Das Lehr- und Forschungsgebiet Ingenieurhydrologie hat eine Entwicklung von der klassischen deterministischen Niederschlag-Abfluss Modellierung über die Kopplung deterministischer und stochastischer Module bis hin zur aktuellen Phase der regelbasierten Neuro-Fuzzy Modelle durchlaufen.

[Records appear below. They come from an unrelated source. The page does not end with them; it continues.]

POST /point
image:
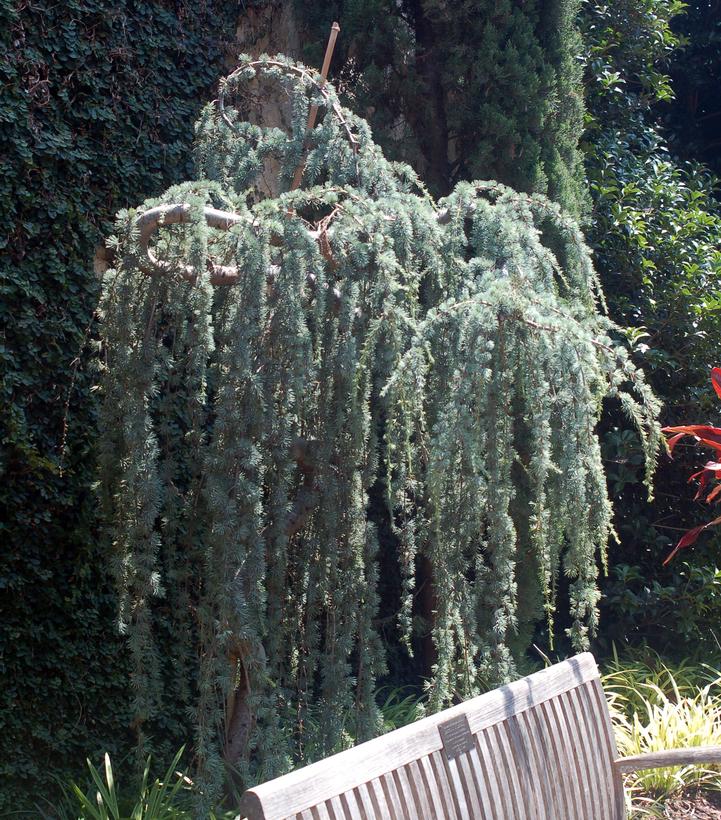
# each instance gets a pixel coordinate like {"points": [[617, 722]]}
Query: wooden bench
{"points": [[541, 748]]}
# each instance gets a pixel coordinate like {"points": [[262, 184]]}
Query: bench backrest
{"points": [[541, 748]]}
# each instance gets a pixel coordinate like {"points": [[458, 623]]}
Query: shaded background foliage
{"points": [[97, 100]]}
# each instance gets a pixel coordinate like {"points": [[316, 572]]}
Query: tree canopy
{"points": [[267, 362]]}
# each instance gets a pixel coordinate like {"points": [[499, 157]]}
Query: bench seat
{"points": [[541, 748]]}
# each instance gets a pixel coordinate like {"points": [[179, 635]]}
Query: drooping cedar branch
{"points": [[452, 357]]}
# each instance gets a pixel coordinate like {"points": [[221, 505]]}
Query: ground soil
{"points": [[699, 806]]}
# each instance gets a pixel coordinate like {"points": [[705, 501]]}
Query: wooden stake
{"points": [[313, 113]]}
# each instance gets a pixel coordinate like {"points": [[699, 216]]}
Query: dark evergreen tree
{"points": [[465, 89]]}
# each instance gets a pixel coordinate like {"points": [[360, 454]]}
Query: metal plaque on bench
{"points": [[456, 736]]}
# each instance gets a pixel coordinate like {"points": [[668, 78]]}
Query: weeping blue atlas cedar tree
{"points": [[268, 359]]}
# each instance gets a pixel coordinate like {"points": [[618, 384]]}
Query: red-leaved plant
{"points": [[711, 472]]}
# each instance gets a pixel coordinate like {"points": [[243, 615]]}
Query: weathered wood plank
{"points": [[303, 788], [671, 757]]}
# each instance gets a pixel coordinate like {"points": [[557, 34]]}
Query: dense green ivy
{"points": [[95, 101]]}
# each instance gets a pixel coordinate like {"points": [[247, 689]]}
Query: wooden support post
{"points": [[313, 113]]}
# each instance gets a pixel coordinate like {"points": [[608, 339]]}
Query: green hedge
{"points": [[97, 102]]}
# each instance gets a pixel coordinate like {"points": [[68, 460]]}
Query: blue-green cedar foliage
{"points": [[457, 353]]}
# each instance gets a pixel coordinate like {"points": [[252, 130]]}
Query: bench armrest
{"points": [[672, 757]]}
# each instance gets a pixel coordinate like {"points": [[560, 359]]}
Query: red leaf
{"points": [[716, 380], [703, 433], [690, 537]]}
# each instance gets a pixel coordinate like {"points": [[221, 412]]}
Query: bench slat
{"points": [[539, 749]]}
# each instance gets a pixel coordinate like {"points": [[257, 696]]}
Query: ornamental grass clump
{"points": [[655, 707], [270, 361]]}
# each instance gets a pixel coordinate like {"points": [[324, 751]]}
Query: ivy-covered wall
{"points": [[97, 101]]}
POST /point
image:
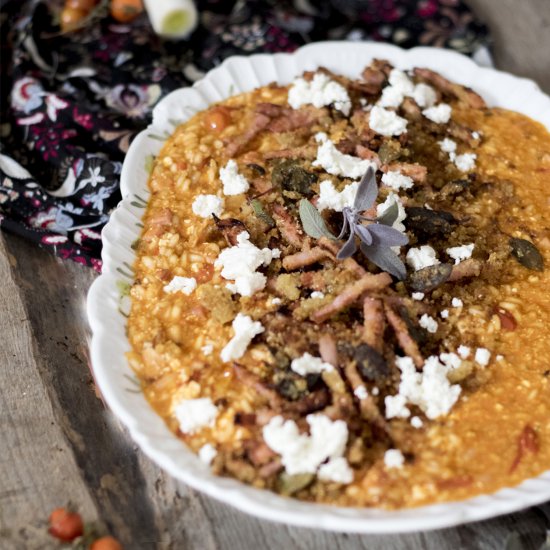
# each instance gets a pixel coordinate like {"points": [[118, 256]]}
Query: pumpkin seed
{"points": [[527, 254]]}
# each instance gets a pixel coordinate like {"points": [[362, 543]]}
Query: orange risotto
{"points": [[341, 290]]}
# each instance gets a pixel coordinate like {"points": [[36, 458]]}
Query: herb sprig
{"points": [[376, 237]]}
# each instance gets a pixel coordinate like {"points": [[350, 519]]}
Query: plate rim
{"points": [[104, 303]]}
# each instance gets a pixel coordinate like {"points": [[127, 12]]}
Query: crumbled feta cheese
{"points": [[206, 205], [391, 97], [397, 181], [239, 263], [337, 470], [207, 349], [386, 123], [319, 92], [388, 203], [459, 253], [463, 351], [195, 414], [400, 80], [302, 453], [207, 453], [424, 95], [181, 284], [429, 389], [465, 162], [336, 200], [447, 145], [337, 163], [450, 360], [482, 356], [396, 406], [440, 114], [428, 322], [233, 182], [244, 329], [393, 458], [421, 257], [416, 422], [308, 364], [401, 86]]}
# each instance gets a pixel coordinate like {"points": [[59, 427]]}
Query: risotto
{"points": [[341, 291]]}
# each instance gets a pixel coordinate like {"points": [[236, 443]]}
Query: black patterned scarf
{"points": [[72, 103]]}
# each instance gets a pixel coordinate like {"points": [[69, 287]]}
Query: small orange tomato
{"points": [[71, 18], [65, 525], [217, 119], [125, 11], [106, 543]]}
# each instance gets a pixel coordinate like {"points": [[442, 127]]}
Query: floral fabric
{"points": [[71, 103]]}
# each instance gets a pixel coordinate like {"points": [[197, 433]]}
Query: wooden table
{"points": [[59, 443]]}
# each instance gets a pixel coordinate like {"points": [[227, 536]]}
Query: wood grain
{"points": [[76, 450], [58, 442]]}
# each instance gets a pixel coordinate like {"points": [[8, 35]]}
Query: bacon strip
{"points": [[466, 268], [351, 294], [462, 93], [405, 340], [305, 151], [374, 322], [415, 171], [327, 349], [304, 258]]}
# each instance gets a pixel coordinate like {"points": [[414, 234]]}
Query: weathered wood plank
{"points": [[37, 468], [58, 443], [140, 504]]}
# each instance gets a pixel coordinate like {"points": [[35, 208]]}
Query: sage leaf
{"points": [[389, 215], [312, 221], [366, 192], [386, 259], [348, 249], [364, 234]]}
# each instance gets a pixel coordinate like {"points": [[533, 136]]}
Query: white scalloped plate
{"points": [[107, 305]]}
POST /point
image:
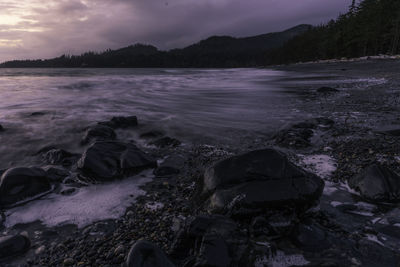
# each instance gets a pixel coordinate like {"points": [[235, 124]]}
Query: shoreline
{"points": [[351, 142]]}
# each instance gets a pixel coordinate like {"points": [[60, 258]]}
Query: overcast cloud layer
{"points": [[43, 29]]}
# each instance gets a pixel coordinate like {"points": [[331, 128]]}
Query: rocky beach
{"points": [[319, 186]]}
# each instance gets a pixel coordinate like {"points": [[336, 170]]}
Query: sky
{"points": [[31, 29]]}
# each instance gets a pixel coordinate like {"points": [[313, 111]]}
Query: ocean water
{"points": [[193, 105], [41, 107]]}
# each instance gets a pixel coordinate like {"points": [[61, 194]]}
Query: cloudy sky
{"points": [[48, 28]]}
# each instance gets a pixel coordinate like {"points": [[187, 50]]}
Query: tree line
{"points": [[370, 27]]}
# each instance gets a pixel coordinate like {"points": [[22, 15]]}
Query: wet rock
{"points": [[151, 134], [21, 183], [377, 183], [105, 161], [98, 133], [257, 182], [209, 241], [372, 254], [59, 157], [68, 262], [392, 132], [213, 252], [146, 254], [299, 135], [121, 122], [11, 246], [37, 113], [166, 142], [45, 149], [68, 191], [311, 237], [327, 90], [170, 166], [56, 174]]}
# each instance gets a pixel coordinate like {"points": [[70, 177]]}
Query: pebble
{"points": [[68, 262]]}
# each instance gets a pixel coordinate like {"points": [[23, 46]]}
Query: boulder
{"points": [[170, 166], [327, 90], [37, 113], [213, 251], [11, 246], [258, 181], [121, 122], [311, 237], [166, 142], [107, 160], [98, 133], [210, 240], [56, 174], [151, 134], [21, 183], [146, 254], [377, 183], [59, 157]]}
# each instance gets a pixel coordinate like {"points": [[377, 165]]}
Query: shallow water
{"points": [[194, 105]]}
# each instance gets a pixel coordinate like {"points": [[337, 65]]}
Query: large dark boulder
{"points": [[310, 236], [259, 181], [151, 134], [11, 246], [59, 157], [327, 90], [121, 122], [98, 133], [105, 161], [146, 254], [21, 183], [170, 166], [210, 241], [166, 142], [377, 183]]}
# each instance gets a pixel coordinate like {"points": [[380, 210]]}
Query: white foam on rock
{"points": [[89, 204], [154, 206], [281, 260], [321, 165]]}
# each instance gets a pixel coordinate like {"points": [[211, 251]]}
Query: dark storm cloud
{"points": [[31, 29]]}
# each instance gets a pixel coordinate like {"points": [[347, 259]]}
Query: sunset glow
{"points": [[43, 29]]}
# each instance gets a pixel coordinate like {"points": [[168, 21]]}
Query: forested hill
{"points": [[216, 51], [370, 27]]}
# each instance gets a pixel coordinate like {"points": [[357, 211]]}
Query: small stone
{"points": [[119, 250], [68, 262], [40, 250]]}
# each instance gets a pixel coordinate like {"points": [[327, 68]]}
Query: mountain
{"points": [[216, 51], [369, 28]]}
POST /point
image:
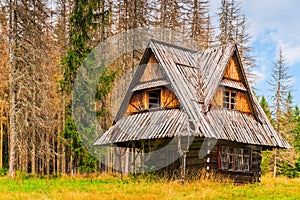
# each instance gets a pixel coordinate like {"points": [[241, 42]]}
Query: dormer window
{"points": [[229, 99], [154, 99]]}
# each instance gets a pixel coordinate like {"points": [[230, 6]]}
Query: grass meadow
{"points": [[110, 187]]}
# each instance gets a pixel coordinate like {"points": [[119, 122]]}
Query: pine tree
{"points": [[233, 27]]}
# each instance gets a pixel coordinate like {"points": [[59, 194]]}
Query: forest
{"points": [[44, 43]]}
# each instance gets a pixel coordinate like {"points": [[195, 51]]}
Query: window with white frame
{"points": [[235, 158], [229, 99]]}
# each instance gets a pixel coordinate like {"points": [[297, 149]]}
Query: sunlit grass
{"points": [[110, 187]]}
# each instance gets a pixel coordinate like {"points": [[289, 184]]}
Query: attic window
{"points": [[235, 159], [154, 99], [229, 99]]}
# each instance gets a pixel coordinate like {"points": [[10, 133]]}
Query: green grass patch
{"points": [[110, 187]]}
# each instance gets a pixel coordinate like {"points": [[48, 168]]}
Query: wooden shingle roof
{"points": [[181, 68]]}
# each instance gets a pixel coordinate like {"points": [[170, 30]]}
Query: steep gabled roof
{"points": [[181, 68]]}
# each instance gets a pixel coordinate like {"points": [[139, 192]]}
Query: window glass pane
{"points": [[154, 99]]}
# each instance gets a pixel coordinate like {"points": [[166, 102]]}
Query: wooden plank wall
{"points": [[152, 70], [243, 104], [231, 71]]}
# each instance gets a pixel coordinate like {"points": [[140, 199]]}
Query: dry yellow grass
{"points": [[109, 187]]}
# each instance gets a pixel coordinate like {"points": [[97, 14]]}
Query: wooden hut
{"points": [[203, 102]]}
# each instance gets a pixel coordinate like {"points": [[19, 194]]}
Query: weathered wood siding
{"points": [[209, 160], [140, 102], [152, 70], [243, 102]]}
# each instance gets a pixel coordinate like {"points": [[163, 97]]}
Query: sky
{"points": [[273, 24]]}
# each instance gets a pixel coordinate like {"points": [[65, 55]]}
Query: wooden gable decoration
{"points": [[163, 71], [233, 92]]}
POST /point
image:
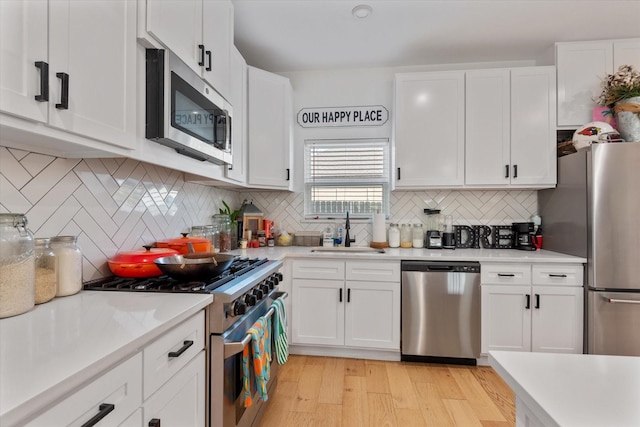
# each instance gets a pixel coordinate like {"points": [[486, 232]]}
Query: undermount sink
{"points": [[351, 249]]}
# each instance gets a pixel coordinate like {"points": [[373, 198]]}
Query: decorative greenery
{"points": [[233, 215], [625, 83]]}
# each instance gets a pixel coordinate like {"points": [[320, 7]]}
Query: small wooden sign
{"points": [[368, 115]]}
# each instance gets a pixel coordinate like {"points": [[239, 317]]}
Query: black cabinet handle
{"points": [[64, 97], [201, 60], [182, 349], [44, 81], [103, 410], [208, 60]]}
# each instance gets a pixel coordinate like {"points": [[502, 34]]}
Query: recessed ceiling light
{"points": [[361, 11]]}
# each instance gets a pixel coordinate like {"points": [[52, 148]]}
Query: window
{"points": [[346, 175]]}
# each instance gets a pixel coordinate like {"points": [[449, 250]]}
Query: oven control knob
{"points": [[250, 299], [239, 308]]}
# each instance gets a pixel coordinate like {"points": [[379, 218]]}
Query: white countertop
{"points": [[570, 390], [481, 255], [62, 344]]}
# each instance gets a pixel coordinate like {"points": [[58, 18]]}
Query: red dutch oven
{"points": [[140, 263], [181, 244]]}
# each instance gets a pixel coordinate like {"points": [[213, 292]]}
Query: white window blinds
{"points": [[346, 175]]}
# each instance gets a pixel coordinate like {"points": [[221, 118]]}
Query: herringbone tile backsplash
{"points": [[121, 204]]}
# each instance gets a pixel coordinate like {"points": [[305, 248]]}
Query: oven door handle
{"points": [[233, 348]]}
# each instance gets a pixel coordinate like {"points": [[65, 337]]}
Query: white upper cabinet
{"points": [[200, 32], [23, 44], [581, 68], [429, 129], [237, 170], [89, 72], [270, 113]]}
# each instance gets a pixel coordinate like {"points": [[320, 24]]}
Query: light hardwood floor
{"points": [[327, 391]]}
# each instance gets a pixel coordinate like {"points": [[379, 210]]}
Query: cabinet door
{"points": [[269, 134], [626, 52], [23, 41], [238, 169], [506, 320], [429, 129], [533, 130], [318, 312], [557, 320], [487, 117], [94, 43], [217, 37], [581, 68], [181, 401], [177, 24], [372, 315]]}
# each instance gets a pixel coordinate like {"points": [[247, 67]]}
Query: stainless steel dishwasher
{"points": [[440, 311]]}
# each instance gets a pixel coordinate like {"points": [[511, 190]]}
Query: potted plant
{"points": [[621, 91]]}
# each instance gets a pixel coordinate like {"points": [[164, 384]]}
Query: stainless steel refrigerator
{"points": [[594, 212]]}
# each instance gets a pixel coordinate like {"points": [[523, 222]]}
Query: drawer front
{"points": [[505, 274], [373, 271], [120, 387], [318, 269], [558, 274], [159, 366]]}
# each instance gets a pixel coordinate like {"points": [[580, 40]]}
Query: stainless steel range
{"points": [[241, 294]]}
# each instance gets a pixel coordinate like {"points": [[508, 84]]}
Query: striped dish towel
{"points": [[280, 331]]}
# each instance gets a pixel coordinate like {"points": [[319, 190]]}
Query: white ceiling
{"points": [[289, 35]]}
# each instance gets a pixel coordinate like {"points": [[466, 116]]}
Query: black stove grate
{"points": [[238, 267]]}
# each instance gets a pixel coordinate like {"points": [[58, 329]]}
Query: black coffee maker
{"points": [[523, 236]]}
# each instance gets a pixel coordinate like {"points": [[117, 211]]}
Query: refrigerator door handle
{"points": [[620, 301]]}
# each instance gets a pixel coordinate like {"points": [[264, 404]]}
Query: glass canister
{"points": [[68, 265], [17, 265], [212, 233], [45, 282], [224, 229], [406, 236], [417, 235], [394, 235]]}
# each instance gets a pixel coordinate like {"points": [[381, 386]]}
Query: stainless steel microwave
{"points": [[183, 112]]}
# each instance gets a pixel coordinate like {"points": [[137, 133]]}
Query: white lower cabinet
{"points": [[334, 305], [169, 373], [532, 311]]}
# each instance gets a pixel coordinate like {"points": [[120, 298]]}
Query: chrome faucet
{"points": [[347, 240]]}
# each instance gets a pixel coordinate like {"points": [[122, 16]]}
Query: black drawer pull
{"points": [[44, 81], [64, 97], [104, 410], [182, 349]]}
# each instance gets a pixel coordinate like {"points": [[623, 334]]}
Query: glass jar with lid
{"points": [[417, 235], [394, 235], [17, 265], [45, 278], [224, 229], [68, 265], [406, 236]]}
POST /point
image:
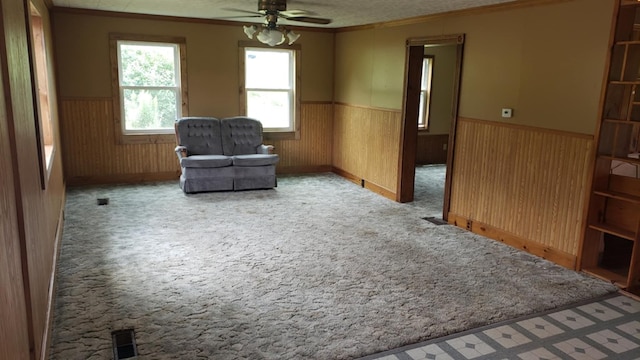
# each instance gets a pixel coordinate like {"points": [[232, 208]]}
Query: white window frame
{"points": [[292, 131], [157, 135], [425, 92]]}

Die Mitarbeiter des Lehrgebiets haben ein profundes Wissen im Bereich der Entwicklung und Anwendung von Niederschlag-Abfluss Modellen in allen räumlichen und zeitlichen Skalen der hergebrachten wasserwirtschaftlichen Fragestellungen. Die Bandbreite der entwickelten Modelle reicht von den quantitativen deterministischen Wasserbilanzmodellen bis zu den Hochwasser Vorhersagewerkzeugen mit Kalman Filterung. Zum aktuellen Zeitpunkt liegt der Schwerpunkt auf der Modellierung unscharfer Wissenzusammenhänge.

Die Kopplung der Fuzzy Logic mit den Verfahren der Neuronalen Netz führt zu innovativen Modellen, die sowohl quantitative als auch qualitative Aspekte der Hydrologie abbilden können. Diese Modelle, die auf das Flussgebietsmanagement abzielen, wurden als Regelbasierte Prognosemodelle konzipiert, die das Wissen unterschiedlicher Fachleute (Ökologen, Fischexperten, Morphologen, Hydrauliker und Hydrologen) beinhalten.

Die bisherigen Anwendungen verdeutlichen, dass diese Modellierungswerkzeuge sehr gut geeignet sind, um die aktuellen Aufgaben der EU-Wasserrahmenrichtlinie zielgerichtet zu unterstützen.